I purchased my 2002 Volkswagen Jetta in March of 2002. Up until two weeks ago, I had no complaints about my car and in fact was very pleased with its performance.
While driving to my office on Monday, December 30th, my Jetta began to lose power and the malfunction indicator light on the driver's panel lit up. I returned home and called my nearest Volkswagen dealer. I was told not to drive the car and to call Volkswagen Roadside Assistance for a tow to an authorized Volkswagen service facility.
Two days later I learned that my car had a coil problem and it was possible the dealer would not receive replacement parts for 12 to 18 days. I was offered a rental car which I gladly accepted.
I started to do some research on coil packs and was surprised to learn that other Volkswagen vehicles are experiencing similar problems at an alarming rate. I began to hear horror stories of one type or another, all of which were related to coil pack failures in Volkswagen Passats and Jettas. The truth, I came to learn, was that the coil pack failures were very widespread and presenting a real problem for Volkswagen.
I asked my Volkswagen Service Representative why there was not a recall on the vehicle to replace the coils. I was told there simply were not enough parts. I asked if all the coil packs in my car were to be replaced while it was in for service, and I was told that only the failed coil pack would be replaced, again, because of the parts shortage. I asked if it was likely that my other coil packs would fail, and I was told it was 'quite likely they would.'
I subsequently called Volkswagen Customer Assistance to see if I could get any further information about a recall or getting my other coils replaced before they failed while I was on a trip.
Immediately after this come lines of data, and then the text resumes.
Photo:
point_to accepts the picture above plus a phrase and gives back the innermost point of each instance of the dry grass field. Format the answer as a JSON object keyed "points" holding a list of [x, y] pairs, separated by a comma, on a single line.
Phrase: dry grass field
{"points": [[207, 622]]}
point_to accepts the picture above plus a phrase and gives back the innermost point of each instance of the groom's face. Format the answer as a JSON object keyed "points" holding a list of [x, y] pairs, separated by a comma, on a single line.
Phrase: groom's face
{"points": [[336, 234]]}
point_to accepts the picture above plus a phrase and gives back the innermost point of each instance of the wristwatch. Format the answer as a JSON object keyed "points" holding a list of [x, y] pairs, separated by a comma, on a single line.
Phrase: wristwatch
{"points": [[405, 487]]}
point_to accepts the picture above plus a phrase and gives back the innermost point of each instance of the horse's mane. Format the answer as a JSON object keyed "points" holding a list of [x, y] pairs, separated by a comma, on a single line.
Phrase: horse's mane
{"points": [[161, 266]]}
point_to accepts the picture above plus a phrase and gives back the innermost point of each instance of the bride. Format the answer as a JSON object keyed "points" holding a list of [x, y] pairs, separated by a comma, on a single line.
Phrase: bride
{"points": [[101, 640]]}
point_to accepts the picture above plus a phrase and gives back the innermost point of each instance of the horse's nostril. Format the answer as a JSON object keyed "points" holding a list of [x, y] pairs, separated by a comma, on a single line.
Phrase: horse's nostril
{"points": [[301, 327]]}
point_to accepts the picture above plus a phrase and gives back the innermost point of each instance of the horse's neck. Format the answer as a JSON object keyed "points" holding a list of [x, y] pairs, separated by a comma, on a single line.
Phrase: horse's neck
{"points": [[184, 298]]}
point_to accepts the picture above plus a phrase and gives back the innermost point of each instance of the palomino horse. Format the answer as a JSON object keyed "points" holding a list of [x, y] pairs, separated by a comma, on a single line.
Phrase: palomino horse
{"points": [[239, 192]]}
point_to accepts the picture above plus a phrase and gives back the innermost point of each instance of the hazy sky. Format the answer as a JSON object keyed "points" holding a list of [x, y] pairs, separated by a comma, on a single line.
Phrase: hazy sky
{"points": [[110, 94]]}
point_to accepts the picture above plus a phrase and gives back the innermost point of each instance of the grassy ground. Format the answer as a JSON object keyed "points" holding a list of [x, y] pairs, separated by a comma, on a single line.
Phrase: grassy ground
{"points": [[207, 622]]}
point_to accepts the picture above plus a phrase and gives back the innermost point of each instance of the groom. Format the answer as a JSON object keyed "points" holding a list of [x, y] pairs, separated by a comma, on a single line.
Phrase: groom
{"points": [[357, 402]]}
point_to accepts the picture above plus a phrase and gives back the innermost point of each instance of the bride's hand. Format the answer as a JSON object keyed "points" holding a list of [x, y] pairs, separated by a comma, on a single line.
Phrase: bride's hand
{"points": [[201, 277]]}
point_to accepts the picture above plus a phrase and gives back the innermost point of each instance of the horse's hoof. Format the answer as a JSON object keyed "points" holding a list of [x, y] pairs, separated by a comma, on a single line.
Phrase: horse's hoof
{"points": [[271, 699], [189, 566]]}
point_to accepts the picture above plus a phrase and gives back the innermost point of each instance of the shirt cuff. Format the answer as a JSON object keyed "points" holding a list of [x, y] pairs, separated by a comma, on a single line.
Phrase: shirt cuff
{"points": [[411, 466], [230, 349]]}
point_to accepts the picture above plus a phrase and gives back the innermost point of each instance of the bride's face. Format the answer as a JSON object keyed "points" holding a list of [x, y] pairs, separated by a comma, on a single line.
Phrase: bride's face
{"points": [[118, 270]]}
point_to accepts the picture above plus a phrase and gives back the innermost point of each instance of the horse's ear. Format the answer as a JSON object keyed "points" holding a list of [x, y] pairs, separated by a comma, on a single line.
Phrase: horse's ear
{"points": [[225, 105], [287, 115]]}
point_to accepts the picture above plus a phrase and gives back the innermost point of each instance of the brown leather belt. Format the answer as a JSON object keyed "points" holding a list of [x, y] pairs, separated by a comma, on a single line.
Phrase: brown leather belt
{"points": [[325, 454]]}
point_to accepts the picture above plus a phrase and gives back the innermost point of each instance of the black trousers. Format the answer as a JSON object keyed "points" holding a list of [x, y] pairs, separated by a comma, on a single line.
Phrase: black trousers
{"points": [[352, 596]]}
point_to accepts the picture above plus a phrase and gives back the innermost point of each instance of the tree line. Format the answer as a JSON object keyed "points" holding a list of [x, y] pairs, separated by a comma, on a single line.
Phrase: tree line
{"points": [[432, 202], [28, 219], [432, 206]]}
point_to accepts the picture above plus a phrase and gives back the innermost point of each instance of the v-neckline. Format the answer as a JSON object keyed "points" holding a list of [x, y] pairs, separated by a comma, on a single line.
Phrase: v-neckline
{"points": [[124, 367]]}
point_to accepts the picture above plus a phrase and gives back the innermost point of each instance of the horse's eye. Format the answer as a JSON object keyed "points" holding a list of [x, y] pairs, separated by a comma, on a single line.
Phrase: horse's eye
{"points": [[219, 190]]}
Unfortunately, I was told that this could not be done and I would simply have to wait until the other coils failed, then have my car towed to the nearest Volkswagen service facility and wait for parts to become available. I asked the representative if he thought Volkswagen would lose customers over this debacle and he said 'it was likely they would.' He offered to open a case report for me which I gladly accepted.
I ended up getting my car back on Thursday, January 9th. When I arrived at Volkswagen to pick up my car, I spoke to the service manager about the ongoing problem. He apologized and said that this was a real problem for Volkswagen, but they were doing the best they could under the circumstances.
I find this entire scenario to be more than unacceptable.
Volkswagen is willing to put their customers at risk on the road while we wait for our cars to fail and then wait for parts to be shipped to the US. Perhaps it would be a good idea to focus less on advertising your products and more on finding suitable vendors to produce the parts necessary to keep Volkswagen drivers on the road. Otherwise, I fear, your new strap line may be changed to "Lawyers Wanted."